‘I challenge you to a duel’

13 Jun

“Sometimes in politics one must duel with skunks, but no one should be fool enough to allow skunks to choose the weapons.” Joseph Cannon

By Alex P. Vidal13612173_10206678118334491_1779360806990529016_n

NEW YORK CITY — There was a time when rivalries were settled only after one of the protagonists has been killed.
David bludgeoned Goliath. Lapu-Lapu bar-b-qued Ferdinand Magellan. Julius Caesar decapitated Pompey. Pizzaro burned Atahualpa. Emilio Aguinaldo executed Andres Bonifacio. Vladimir Lenin bashed Leon Trotsky. Fidel Castro defrocked Fulgencio Batista. To name only a few.
Immediately after her defeat (she claimed she was cheated) to former Defense Secretary Fidel V. Ramos in the 1992 presidential election, Senator Miriam Defensor-Santiago challenged the former Marcos general to a fistfight.
President-elect Rody Duterte once challenged rival Mar Roxas to a slapping match. Roxas challenged him to fisticuffs.
But the most controversial showdown in history happened between Aaron Burr and Alexander Hamilton.
Burr had a knack for making enemies out of important people.


George Washington disliked him so much from their time together during the Revolutionary War that as president, he had Burr banned from the National Archives, didn’t appoint him as minister to France, and refused to make him a brigadier general, according to The Fascinating Book of History.
Burr became a lawyer in New York after the war, frequently opposing his future dueling partner Hamilton.
But it wasn’t until Burr beat Hamilton’s father-in-law in the race for a Senate seat that the problems between them really started.
Burr ran for president against Thomas Jefferson in 1800. The candidate with the most votes got to be president back then; whoever came second became vice president–even if they were from different parties.
When the election ended in a tie in the Electoral College, it was thrown to the House of Representatives to decide. After 35 straight tie votes, Jefferson was elected president, and Burr became vice president.
Like Washington, Jefferson didn’t hold Burr in high regard. So in 1804, Burr decided to run for governor of New York.


When he lost, Burr blamed the slandering of the press in general and the almost constant criticism from Hamilton in particular.
Hamilton later shot off at the mouth at a dinner party, and Burr decided he’d had enough. After giving Hamilton a chance to take his comments back (Hamilton refused), Burr challenged him to the famous duel.
On July 11, 1804, Burr and Hamilton met at Weehawken, New Jersey.
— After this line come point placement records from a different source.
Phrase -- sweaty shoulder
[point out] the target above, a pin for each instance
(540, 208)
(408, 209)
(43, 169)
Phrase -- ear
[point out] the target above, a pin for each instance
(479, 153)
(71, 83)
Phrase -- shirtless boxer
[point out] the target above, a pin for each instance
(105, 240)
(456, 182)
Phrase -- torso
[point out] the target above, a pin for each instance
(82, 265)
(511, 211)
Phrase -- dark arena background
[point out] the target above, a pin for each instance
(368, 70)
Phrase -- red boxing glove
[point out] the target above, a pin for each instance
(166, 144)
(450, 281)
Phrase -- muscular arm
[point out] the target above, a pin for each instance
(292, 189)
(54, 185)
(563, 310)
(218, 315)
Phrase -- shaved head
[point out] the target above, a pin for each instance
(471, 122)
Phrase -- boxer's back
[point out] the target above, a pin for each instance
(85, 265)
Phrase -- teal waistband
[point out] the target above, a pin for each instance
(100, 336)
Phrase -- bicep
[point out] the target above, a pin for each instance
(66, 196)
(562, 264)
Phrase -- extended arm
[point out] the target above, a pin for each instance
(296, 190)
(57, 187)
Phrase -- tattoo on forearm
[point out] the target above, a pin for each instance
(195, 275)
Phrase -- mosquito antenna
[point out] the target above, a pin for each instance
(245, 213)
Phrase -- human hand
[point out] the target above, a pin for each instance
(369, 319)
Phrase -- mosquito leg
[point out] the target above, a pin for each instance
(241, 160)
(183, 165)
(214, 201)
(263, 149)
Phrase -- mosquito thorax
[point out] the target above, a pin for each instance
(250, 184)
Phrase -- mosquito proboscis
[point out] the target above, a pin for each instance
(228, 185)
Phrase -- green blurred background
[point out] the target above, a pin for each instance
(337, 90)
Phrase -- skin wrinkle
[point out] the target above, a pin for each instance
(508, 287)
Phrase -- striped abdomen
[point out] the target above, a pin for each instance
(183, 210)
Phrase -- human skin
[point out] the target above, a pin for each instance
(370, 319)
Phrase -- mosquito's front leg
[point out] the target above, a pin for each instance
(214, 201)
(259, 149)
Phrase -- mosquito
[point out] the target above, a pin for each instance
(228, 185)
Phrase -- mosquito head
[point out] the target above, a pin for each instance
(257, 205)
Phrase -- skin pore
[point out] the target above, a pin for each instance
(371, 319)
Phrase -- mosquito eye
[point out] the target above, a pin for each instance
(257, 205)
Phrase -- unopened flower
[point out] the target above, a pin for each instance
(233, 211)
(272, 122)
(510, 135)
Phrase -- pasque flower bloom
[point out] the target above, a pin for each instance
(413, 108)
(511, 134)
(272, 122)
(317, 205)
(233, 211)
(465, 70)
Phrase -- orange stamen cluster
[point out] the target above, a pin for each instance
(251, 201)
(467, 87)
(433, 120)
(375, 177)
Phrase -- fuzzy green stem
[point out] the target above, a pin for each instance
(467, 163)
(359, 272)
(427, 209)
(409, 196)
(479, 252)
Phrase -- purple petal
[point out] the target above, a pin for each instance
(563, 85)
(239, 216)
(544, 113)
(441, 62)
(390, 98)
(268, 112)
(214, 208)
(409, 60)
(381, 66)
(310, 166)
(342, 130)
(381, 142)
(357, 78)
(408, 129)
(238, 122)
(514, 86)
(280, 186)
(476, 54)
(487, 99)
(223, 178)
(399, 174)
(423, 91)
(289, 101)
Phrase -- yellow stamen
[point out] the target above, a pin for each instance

Some say that Hamilton fired first, discharging his pistol into the air; others say that he just missed.
Burr, on the other hand, didn’t miss, shooting Hamilton. He died the next day.
Burr fled to his daughter’s home in South Carolina until things cooled down. He was indicted for murder in both New York and New Jersey, but nothing ever came of it, and he eventually returned to Washington to finish his term as vice president. But his political career was over.
Burr decided to head west, after his term as vice president, to what was then considered as Ohio and the new lands of Louisiana Purchase.


It seemed that Burr had things on his mind other than the scenery, however. According to some (mostly his rivals), Burr intended to create a new empire with himself as king.
As the story goes, he planned to conquer a portion of Texas, still held by Mexico, then convince some of the existing western states to join his new confederacy.
Called the Burr Conspiracy, it got the attention of President Jefferson, who issued arrest orders for treason.
Burr was eventually captured and brought to trial in 1807. But he caught a break. The judge was Chief Justice John Marshall. The judge and Jefferson didn’t get along, and rather than give his enemy an easy victory, Marshall demanded that the prosecution produce two witnesses that specifically heard Burr commit treason.
The prosecution failed to come up with anybody, and Burr was set free.
Burr then left the United States to live in Europe. Returning to New York in 1812, he quietly practiced law until his death in 1836.